Jumat Agung: Salib, Tanda Kemuliaan

redaksi - Jumat, 03 April 2026 09:22
Jumat Agung: Salib, Tanda KemuliaanYesus disalibkan hingga wafat (sumber: ist)

Pesan Inspirtatif

Oleh: Gregor Nule SVD

HARI INI kita merenungkan dan menjalani Jumat Agung, yaitu Jumat Salib.
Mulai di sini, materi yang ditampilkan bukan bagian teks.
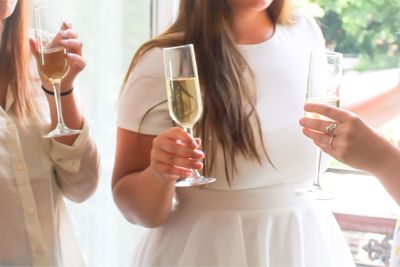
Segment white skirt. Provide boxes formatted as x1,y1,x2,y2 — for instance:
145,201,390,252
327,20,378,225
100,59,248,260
133,184,354,267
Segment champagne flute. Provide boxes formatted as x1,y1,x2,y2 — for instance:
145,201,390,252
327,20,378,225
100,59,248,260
34,1,82,138
163,44,215,187
295,52,343,200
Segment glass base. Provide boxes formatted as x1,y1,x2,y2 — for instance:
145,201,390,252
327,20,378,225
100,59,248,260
43,125,82,138
175,175,215,187
294,185,335,200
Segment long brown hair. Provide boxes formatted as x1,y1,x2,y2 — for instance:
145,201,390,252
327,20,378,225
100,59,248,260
125,0,291,183
0,0,35,122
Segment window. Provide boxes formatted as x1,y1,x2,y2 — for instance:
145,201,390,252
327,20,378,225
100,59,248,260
308,0,400,266
58,0,172,266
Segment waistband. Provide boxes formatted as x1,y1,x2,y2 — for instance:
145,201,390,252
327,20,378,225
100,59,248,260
176,181,313,211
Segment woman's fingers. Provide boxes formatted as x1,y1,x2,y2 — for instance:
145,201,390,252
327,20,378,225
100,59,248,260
29,38,39,56
303,128,331,147
153,151,203,169
151,127,204,178
300,117,334,134
67,53,86,72
152,162,192,180
304,103,349,122
60,39,83,55
59,29,79,39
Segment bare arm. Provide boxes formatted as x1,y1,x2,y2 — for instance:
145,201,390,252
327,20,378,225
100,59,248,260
300,104,400,204
112,128,204,227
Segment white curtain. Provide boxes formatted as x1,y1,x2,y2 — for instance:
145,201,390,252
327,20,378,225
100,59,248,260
50,0,154,267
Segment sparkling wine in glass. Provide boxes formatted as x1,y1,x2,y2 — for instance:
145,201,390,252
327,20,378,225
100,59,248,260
34,1,81,138
163,44,215,187
295,52,343,200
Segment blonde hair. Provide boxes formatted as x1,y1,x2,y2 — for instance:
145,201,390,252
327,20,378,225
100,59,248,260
124,0,292,183
0,0,36,122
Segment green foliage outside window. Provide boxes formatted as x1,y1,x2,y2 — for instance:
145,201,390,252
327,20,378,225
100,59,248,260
309,0,400,71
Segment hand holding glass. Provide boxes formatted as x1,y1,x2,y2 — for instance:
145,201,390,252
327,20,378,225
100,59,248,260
34,1,81,138
295,52,343,200
163,44,215,187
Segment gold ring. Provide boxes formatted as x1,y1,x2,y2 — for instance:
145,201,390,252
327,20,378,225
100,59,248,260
326,122,337,136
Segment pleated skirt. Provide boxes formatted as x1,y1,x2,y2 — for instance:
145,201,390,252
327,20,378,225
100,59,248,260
132,184,355,267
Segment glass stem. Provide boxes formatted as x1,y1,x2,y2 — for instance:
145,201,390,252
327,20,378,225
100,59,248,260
184,127,201,177
313,148,322,189
52,80,65,128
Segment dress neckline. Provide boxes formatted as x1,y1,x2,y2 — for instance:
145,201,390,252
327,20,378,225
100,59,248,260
236,24,280,49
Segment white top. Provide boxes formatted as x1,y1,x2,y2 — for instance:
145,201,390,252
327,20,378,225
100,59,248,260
117,12,324,190
0,74,99,266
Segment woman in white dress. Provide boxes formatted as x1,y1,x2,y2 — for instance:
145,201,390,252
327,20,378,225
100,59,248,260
0,0,99,266
113,0,354,267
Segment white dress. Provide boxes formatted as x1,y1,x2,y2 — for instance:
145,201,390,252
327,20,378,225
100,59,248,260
118,11,354,267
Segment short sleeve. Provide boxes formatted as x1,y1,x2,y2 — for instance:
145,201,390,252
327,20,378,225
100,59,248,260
117,48,173,135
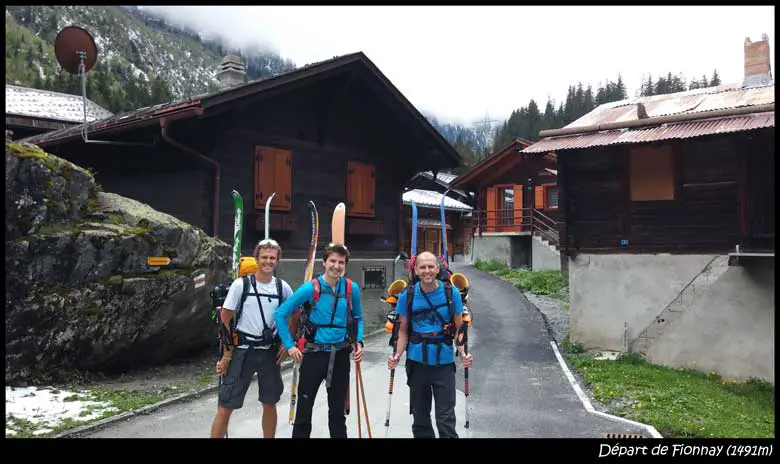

Yesus  mengakhiri hidupNya dengan memanggul salib siksaan yang maha berat menuju puncak Golgota.

Akhirnya ,Dia disalibkan di atas palang kayu yang Dia sendiri membawanya dari halaman Balai Pengadilan Yerusalem.

Yesus mati di atas salib. Dan, tanggapan terhadap  kemstian Yesus dan salib beraneka ragam.

Bagi orang-orang yang menjatuhi hukuman mati kepada Yesus, salib dan Gokgota adalah simbol penderitaan, kehinaan dan skandal. Tetapi, bagi para prajurit Roma  yang mengeksekusi mati di salib Yesus  adalah benar-benar Allah.

Yesus bukanlah nabi dan mesias palsu sebagaimana yang dituduhkan kepadaNya. Yesus adalah Guru, Nabi, Mesias dan Allah yang rela menjadi Manusia dan rela mati di salib untuk keselamatan seluruh umat manusia.

Karena itu, bagi para pengikut Kristus, kita orang-orang yang percaya, Salib bukamlah tanda kehinaan, skandal atau kebodohan.

Salib adalah tanda kemenangan atas dosa, kesombongan, ketidakpercayaan, kemunafikan dan ingat diri.

Di atas.salib Yesus bukannya dihukum dan dihina, melainkan dimuliakan. Di atas salib Yesus membuka tanganNya seolah memanggil semua orang untuk datang kepadaNya.

Kita bangga mengimani Yesus Tersalib. Kita belajar memanggul dan menjalani salib hidup setiap hari. Kita belajar taat dan sabar, tidak mudah mengeluh, mengumpat dan melarikan diri.

Ketika kita sungguh mengimani dan mengiluti Yesus Tersalib maka kelak kita akan mengalami kemuliaan bersama Yeaus.

Semoga Tuhabn Yesus memberkati kita selalu!